The potential for AI language models like ChatGPT is truly mind-blowing; without doubt, they will transform work, education and our daily interactions. Driverless cars will improve road safety, reduce traffic congestion and enhance mobility for those unable to drive. Plant-based and lab-grown meat alternatives will help to tackle hunger, benefit our health and drastically reduce the environmental impact of traditional animal farming.
But do technologies like AI, autonomous vehicles and “meatless meat” present significant investment opportunities? The answer to that is far less clear.
As ROBIN POWELL explains in his latest article for rockwealth, financial history is littered with examples of game-changing ideas that proved to be revolutionary, and yet left investors who tried to capitalise on them nursing heavy losses. The phenomenon is known as the Big Market Delusion, and it’s only a matter of time before it strikes again.
Reading the money pages in the weekend newspapers can be quite intoxicating. Most weekends there are articles about the next big idea to invest in. It might be artificial intelligence, “meatless meat” or driverless cars, for example. The ideas always seem so plausible. Journalists and fund management companies are highly skilled at weaving compelling narratives to reinforce the case for taking the plunge. But investing in the next big idea isn’t just a bad idea; it can also be very risky.
There have always been fashionable things to invest in.
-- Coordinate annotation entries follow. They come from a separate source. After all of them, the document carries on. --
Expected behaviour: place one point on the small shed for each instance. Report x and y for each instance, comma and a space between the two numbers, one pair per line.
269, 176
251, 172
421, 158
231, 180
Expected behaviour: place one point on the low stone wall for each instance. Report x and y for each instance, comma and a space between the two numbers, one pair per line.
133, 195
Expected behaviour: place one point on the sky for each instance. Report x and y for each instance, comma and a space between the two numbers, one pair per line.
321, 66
In the 1840s, for example, investors got very excited about railway companies. In the 1890s, believe it or not, bicycles were the next big idea. In the 1960s, when electronics was all the rage, a whole slew of companies sprung up with some garbled version of the word “electronics” in their name, which usually inflated their price, even if the company had nothing to do with electronics! In more recent memory, the late 1990s saw a rapid rise in the stock prices of internet-based companies, or “dotcoms”, driven by the excitement around the potential of the internet.
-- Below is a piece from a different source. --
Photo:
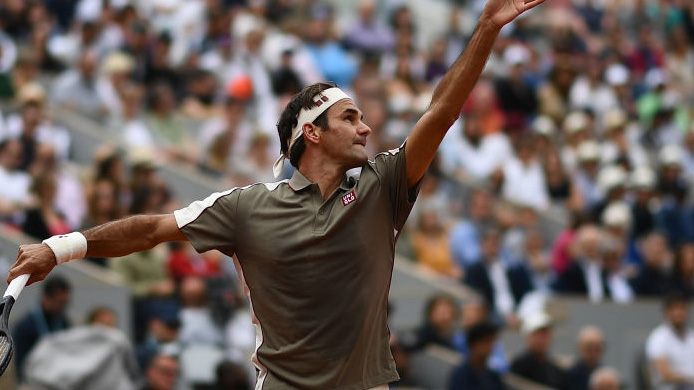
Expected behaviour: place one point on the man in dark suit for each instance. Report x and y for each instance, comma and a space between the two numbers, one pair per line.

In all of those cases, the logic for investing appeared to be sound. Railways were a game-changing technology for the whole economy; bicycles enabled ordinary people to travel around more easily; electronics also transformed our lives, making complex tasks at work and home much simpler; and, as we all know, the internet has arguably had the biggest impact of any of those things.
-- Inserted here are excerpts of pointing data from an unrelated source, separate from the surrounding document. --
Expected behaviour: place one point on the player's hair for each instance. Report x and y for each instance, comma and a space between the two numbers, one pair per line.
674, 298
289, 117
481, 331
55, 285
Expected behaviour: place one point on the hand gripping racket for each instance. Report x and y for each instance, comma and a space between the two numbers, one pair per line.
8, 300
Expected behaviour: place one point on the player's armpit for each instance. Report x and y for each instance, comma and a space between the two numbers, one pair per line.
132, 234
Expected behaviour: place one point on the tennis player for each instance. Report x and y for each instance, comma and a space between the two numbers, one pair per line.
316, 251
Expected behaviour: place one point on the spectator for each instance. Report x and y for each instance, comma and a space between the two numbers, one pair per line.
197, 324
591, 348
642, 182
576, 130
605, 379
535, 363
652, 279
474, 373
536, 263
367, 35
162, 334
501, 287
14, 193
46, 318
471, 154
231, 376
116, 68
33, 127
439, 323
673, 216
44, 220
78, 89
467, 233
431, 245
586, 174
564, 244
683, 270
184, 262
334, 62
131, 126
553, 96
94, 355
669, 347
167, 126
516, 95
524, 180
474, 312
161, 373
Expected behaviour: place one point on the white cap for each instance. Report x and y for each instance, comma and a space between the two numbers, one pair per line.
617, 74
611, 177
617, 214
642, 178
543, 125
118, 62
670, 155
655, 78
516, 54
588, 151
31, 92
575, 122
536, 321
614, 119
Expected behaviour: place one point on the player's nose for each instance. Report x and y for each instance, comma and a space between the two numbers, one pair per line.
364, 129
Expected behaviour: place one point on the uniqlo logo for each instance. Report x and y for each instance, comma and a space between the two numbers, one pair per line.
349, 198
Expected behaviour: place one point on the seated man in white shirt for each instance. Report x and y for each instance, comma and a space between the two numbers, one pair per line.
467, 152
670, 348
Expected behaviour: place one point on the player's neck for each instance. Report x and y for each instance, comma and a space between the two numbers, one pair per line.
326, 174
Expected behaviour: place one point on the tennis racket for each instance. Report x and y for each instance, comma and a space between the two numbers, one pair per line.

In all four cases, however, most (yes, most) of the investors who tried to profit from these ideas ended up having their fingers badly burned.
The Big Market Delusion
Why, then, do new technologies that hugely benefit consumers and society often harm investors who try to capitalise on them?
Well, an important phenomenon for investors to grasp is the so-called Big Market Delusion. The concept was developed by Bradford Cornell and Aswath Damodaran in a 2019 paper called The Big Market Delusion: Valuation and Investment Implications.